Director: Craig Brewer
With reason pitched clearly out the plate glass window, this film will keep your eyes glued to it, even though they may be rolling in disbelief. I can’t say I didn’t enjoy watching “Black Snake Moan,” but I can’t help but think that it may overstay its welcome. Unabashedly showcasing in-your-face metaphors, writer/director Craig Brewer (writer/director of 2005's "Hustle & Flow") makes his bid for cult status. I guess people already know what this film is about, and if not: A nympho-girl gets chained to a radiator by a has-been musician, in an attempt to cleanse her of her "sinfulness." Together they conquer their respective demons and learn to give each other the things they had been missing (no, not those things).
I think this film is really brave, and was glad to see that it didn’t simply use its gimmick in an excuse to just film scenes of a girl in her underpants chained to a radiator (a noble cause in its own way, I guess) in order to merely shock viewers. Viewers that get a kick out of the premise will be delighted and snicker (obviously the reaction the film was stoking) as they see Lazarus (played by Samuel L. Jackson) taking his captive, Rae (played by Christina Ricci), for a walk out in his field like a bloodhound. This shows that Brewer knew the film he wanted to make, respected the sensationalism genre he was dabbling in, and wasn't afraid to push the limit, or comment on the audacious premise. All the performances were really strong, and rose to the heights they were required to reach in a charmingly hammy way. They would reel it in when they needed to convey emotions, and be over-the-top when they needed to hammer a point home (the latter type of performance works beautifully hand-in-hand with the visuals, which are used like exclamation points on the overly dramatic scenes). It’s all drenched in a dark, exploitative and surrealistic "Southern" feel, with blatant Biblical overtones that’s reminiscent of Russ Meyer’s “Mudhoney,” and comes across as more of a nod to exploitation films, much the way Tarantino’s “Death Proof” used the grindhouse cinema as a springboard to explore new territory. Incidentally, this film could have easily been included as part of the movie "Grindhouse" to create the ultimate, modern day schlock triple-feature.
This film won’t bore you, which is more than I can say for most movies, and the performances make it that much better. A lot of it seems superfluous, however. There’s a love story involving Lazarus and another woman that basically plays itself out the way you think it will from the moment the two characters begin conversing. There are a lot of iconic images in this film that I loved. There’s a scene where Lazarus plays Rae a song on his guitar amidst a lightning storm in his old abandoned house that’s really quite impressive and memorable. Another musical interlude involves Lazarus playing his first gig in years, and the characters all converge for a great scene. I think this films main problem is that it needed another trip through the editing room. There are some characters and plotlines that didn’t seem necessary, and the philosophy of the film would have been more effective if the story moved along a little smoother. It's almost like it tries to cram in too much to what should have been a simpler story, and that causes it to lose a little of its effectiveness. On the plus side, Brewer creates a great Southern atmosphere (You know, the kinds of places where people have cigarettes surgically attached to their hands, and speak a language that's almost as intelligible as Klingon).

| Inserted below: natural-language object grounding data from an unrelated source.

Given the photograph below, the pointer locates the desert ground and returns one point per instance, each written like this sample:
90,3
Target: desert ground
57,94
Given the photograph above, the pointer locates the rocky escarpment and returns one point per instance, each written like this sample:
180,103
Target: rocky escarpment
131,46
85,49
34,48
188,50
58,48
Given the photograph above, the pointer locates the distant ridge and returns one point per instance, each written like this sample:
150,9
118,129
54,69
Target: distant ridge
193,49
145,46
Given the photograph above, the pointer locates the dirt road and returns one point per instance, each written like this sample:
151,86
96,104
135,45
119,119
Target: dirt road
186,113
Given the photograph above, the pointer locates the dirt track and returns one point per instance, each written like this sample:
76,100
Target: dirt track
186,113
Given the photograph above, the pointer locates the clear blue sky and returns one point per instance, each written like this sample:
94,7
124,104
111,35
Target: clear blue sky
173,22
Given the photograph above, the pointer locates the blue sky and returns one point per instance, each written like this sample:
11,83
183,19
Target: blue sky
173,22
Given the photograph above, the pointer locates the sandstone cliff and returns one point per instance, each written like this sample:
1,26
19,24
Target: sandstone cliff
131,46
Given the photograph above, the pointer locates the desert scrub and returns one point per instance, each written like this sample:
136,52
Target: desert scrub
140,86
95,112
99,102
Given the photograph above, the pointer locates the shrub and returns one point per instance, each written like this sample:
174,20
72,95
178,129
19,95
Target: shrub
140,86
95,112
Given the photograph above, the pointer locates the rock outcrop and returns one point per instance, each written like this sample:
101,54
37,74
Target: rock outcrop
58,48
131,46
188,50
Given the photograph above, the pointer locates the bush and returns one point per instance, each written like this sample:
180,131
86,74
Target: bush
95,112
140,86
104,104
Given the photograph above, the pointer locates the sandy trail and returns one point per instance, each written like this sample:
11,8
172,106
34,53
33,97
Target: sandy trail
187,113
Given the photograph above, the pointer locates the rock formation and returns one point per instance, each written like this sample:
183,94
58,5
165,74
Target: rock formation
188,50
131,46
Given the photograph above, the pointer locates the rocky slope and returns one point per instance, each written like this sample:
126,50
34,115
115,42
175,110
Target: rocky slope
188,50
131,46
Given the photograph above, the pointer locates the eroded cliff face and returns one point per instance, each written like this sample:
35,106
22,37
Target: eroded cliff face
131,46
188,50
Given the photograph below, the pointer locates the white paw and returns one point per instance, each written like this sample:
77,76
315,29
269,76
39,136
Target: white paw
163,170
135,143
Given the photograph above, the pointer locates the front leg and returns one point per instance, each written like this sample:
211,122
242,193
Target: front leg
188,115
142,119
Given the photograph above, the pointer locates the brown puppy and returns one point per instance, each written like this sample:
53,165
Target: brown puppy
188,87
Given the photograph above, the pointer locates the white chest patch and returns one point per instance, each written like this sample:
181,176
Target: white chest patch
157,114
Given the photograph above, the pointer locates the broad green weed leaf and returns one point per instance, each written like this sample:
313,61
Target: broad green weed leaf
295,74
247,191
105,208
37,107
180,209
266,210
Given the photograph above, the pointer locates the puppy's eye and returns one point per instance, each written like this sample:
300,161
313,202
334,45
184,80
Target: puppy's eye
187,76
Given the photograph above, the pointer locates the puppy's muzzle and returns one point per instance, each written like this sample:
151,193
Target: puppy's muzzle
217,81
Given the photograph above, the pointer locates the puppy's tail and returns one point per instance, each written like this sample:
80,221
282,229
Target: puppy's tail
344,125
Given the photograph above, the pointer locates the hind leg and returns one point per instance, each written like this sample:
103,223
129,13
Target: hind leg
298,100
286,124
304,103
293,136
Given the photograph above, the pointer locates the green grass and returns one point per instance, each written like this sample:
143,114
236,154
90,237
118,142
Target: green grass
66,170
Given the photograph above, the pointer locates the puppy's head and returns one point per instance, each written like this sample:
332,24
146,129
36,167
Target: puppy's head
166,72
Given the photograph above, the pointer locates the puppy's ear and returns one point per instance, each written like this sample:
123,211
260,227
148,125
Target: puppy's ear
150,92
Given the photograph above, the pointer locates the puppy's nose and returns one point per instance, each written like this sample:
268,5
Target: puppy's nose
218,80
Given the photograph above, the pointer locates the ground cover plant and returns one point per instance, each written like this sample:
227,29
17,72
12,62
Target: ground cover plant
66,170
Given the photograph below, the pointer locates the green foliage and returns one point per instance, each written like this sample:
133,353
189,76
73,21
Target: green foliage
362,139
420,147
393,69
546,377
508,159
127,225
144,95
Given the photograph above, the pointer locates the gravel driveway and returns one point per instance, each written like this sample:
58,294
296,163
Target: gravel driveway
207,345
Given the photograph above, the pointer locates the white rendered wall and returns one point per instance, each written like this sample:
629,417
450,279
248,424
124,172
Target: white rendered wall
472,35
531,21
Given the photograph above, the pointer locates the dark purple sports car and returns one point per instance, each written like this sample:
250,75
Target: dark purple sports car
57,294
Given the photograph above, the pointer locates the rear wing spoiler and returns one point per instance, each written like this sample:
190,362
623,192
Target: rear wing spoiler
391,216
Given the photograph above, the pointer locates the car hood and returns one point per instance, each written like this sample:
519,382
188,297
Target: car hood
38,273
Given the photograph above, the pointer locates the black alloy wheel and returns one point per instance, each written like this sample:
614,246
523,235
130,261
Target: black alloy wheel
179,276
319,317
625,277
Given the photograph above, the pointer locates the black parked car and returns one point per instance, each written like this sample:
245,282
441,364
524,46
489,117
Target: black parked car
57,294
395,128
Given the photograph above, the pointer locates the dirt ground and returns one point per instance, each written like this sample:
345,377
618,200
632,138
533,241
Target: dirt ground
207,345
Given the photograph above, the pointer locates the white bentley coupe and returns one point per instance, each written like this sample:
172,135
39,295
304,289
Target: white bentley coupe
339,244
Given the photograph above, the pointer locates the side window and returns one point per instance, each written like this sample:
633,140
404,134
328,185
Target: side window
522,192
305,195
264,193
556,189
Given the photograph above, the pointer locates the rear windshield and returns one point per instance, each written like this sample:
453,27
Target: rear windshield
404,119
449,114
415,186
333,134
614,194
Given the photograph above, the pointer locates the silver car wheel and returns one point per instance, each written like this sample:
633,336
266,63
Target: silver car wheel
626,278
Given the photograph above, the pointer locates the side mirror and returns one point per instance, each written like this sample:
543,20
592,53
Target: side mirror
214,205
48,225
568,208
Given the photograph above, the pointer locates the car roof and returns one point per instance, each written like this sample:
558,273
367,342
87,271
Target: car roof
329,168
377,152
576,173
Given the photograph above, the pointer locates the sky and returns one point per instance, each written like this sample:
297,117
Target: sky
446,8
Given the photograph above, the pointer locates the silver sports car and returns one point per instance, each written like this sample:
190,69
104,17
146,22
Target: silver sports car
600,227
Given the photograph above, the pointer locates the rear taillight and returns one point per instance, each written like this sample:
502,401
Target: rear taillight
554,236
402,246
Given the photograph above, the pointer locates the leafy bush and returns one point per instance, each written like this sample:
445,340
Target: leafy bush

There’s a lot of good stuff in this film (i.e. the music, the performances, and the stylish imagery), and it’s definitely worth sussing through to find it. The characters are all handled with care, and aren't there to simply amuse us. They go through honest emotions, and trials and tribulations amidst an equally chaotic setting and premise. It feels a little odd barely even mentioning the whole chained-to-a-radiator section of this film, but that’s not even the reason to see it at all. It’s just used as an homage to sexploitation grindhouse films, and the imagery that they utilized that really works in the deep South backdrop that Brewer creates so authentically (except for the whole "prostitutes-getting-chained-up" thing -- at least I hope that's not authentic, but what do I know?). Realistic dialogue and a mixture of stock characters and truly original and brave ideas make this film very rich and entertaining. I say, “See it,” and keep and eye out for Craig Brewer, whose best work is, I think, yet to come, and probably going to be quite a ride.